DOMAIN_NAME (optional, defaults to NULL) If a page is determined by the program to be an internal referral (i.e. someone has clicked through to a page from one of your other pages) then this is placed in the referral field to tag the line as such. It allows our log analysis program, LogSite, to do a somewhat more thorough job than would otherwise be possible (it analyses visits by checking for outside referrals).

SUB_DOMAIN1 and SUB_DOMAIN2 (optional, default to NULL) search strings that allow you to exclude parts of your site from the log. Use with caution - for example, "sites/" would not merely exclude everything in http://www.mysite.co.uk/sites/ but also: http://www.mysite.co.uk/other_stuff/sites/. Just make sure they're unique.

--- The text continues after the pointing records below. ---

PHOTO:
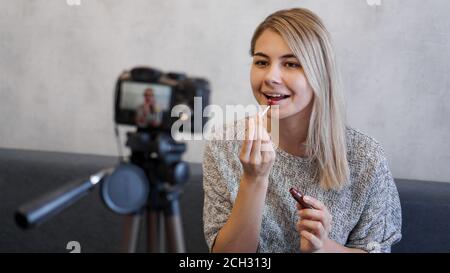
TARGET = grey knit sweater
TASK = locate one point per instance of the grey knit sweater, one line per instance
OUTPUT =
(366, 214)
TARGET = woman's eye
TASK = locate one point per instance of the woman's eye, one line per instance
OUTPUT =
(261, 63)
(293, 65)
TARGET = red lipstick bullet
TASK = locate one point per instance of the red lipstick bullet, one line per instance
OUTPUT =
(299, 197)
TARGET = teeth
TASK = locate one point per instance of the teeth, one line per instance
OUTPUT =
(275, 95)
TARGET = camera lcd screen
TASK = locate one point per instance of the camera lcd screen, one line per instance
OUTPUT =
(144, 102)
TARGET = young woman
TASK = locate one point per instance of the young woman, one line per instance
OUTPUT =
(344, 174)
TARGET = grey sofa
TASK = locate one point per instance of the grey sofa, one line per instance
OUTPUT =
(25, 175)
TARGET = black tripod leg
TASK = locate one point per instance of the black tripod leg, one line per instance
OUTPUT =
(155, 243)
(174, 230)
(130, 233)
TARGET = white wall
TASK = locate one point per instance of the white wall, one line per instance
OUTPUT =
(58, 65)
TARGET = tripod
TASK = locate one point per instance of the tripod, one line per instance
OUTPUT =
(159, 156)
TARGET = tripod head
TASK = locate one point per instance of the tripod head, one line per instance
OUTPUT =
(155, 173)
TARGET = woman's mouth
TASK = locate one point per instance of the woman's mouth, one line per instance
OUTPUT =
(274, 99)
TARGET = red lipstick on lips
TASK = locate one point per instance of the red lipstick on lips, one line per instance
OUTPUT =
(298, 196)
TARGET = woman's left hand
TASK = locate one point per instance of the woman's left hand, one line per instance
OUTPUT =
(314, 226)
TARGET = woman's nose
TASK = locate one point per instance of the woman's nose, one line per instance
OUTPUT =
(273, 75)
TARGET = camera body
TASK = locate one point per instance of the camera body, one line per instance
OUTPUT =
(145, 97)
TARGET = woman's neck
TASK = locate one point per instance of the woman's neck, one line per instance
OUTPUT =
(293, 132)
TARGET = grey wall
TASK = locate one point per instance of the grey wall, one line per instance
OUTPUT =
(58, 64)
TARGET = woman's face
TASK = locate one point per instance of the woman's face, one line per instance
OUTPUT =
(277, 77)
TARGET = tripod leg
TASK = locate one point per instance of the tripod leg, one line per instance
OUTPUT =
(155, 233)
(130, 233)
(174, 230)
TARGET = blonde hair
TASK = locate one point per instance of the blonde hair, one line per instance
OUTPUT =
(310, 42)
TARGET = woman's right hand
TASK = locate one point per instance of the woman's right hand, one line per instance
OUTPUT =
(257, 154)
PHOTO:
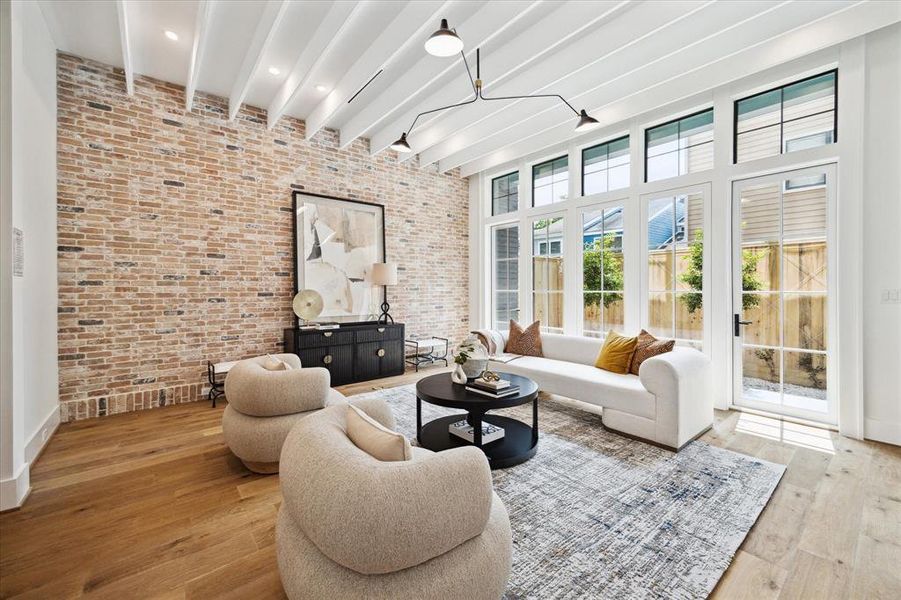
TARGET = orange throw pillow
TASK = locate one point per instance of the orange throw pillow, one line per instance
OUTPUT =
(616, 353)
(524, 341)
(647, 347)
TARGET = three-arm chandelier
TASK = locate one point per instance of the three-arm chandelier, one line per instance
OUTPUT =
(445, 42)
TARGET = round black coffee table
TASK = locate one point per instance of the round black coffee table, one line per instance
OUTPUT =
(519, 442)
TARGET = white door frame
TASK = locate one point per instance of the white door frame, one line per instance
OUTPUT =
(832, 360)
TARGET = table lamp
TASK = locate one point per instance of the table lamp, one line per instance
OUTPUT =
(384, 274)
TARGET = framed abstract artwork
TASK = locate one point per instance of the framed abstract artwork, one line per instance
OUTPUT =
(336, 242)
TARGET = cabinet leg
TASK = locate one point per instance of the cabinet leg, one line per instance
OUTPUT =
(418, 419)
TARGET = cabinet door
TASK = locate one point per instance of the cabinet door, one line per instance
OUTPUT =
(368, 361)
(341, 363)
(392, 363)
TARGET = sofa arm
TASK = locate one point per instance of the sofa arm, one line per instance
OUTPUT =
(380, 517)
(681, 382)
(252, 390)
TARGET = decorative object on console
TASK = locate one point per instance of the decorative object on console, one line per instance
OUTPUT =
(526, 342)
(336, 242)
(445, 43)
(616, 353)
(307, 306)
(384, 274)
(472, 357)
(647, 347)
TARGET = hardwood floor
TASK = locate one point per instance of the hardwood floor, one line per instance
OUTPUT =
(153, 505)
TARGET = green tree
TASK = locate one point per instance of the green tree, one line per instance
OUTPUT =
(603, 268)
(694, 276)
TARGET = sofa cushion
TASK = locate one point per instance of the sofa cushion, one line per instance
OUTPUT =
(647, 347)
(585, 383)
(372, 437)
(524, 341)
(616, 354)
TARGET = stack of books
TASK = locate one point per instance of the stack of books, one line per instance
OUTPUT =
(493, 389)
(490, 433)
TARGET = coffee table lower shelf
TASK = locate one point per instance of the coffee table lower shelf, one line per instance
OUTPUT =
(519, 444)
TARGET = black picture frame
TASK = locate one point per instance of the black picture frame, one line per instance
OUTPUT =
(296, 203)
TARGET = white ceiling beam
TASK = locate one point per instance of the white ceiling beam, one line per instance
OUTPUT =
(490, 20)
(273, 12)
(51, 18)
(815, 34)
(201, 29)
(640, 35)
(126, 47)
(415, 21)
(331, 30)
(572, 22)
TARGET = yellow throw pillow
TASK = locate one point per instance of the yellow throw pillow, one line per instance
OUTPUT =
(372, 437)
(616, 354)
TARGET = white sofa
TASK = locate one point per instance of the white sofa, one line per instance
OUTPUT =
(669, 403)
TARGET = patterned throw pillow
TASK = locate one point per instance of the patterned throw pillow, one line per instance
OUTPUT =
(524, 341)
(647, 347)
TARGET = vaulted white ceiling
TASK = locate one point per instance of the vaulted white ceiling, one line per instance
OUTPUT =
(308, 59)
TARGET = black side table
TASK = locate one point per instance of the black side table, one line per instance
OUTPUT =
(520, 441)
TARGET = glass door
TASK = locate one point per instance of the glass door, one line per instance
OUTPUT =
(783, 228)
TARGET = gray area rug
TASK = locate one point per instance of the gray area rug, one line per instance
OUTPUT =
(598, 515)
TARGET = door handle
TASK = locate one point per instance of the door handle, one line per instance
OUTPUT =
(738, 323)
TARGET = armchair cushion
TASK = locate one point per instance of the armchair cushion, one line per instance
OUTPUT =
(253, 390)
(412, 510)
(374, 438)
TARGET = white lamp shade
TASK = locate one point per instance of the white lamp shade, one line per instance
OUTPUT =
(384, 274)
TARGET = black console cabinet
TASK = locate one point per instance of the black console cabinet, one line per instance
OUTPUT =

PATH (optional, defaults to NULL). The function of this parameter is simply to provide output compatible with our CFX_LOGSITE tag, which itself was designed to work with Cold Fusion user logs. Basically, it helps to convert the server page template name to a local path, hence "stuff/index.cfm" could become "d:\mysite\htdocs\stuff\index.cfm".

OTHER ALBEDO SOFTWARE
If you liked this, check out our other software:

CFX_LOGSITE, which this tag was designed to work with, is a comprehensive site logging program. It is commercial, but inexpensive, with some quite unique features. Take a look at its output, or download a demo from http://www.albedo.co.uk/goodies/logsite/cflsite.cfm

You may also like our CFX_FONT tag, downloadable from http://www.albedo.co.uk/goodies/cfgfx.cfm. It allows you to create masses of anti-aliased text graphics and has oodles of options.

Oh, and of course, don't forget to pick up our other log conversion programs. CFX_COMBCONV converts the NCSA/CERN Combined format, and there are stand-alone DOS versions (.exe) of both programs at http://www.albedo.co.uk/goodies/logsite/doslsite.cfm

Fin Fahey
Fiona Daly

LEGAL DISCLAIMER
Neither Albedo Systems Ltd. nor anyone else who has been involved in the creation, production or delivery of this product shall be liable for any direct, indirect, consequential or incidental damages (including damages for loss of business profits, business interruption, loss of business information, and the like) arising out of the use or inability to use this product even if Albedo Systems Ltd. has been advised of the possibility of such damages.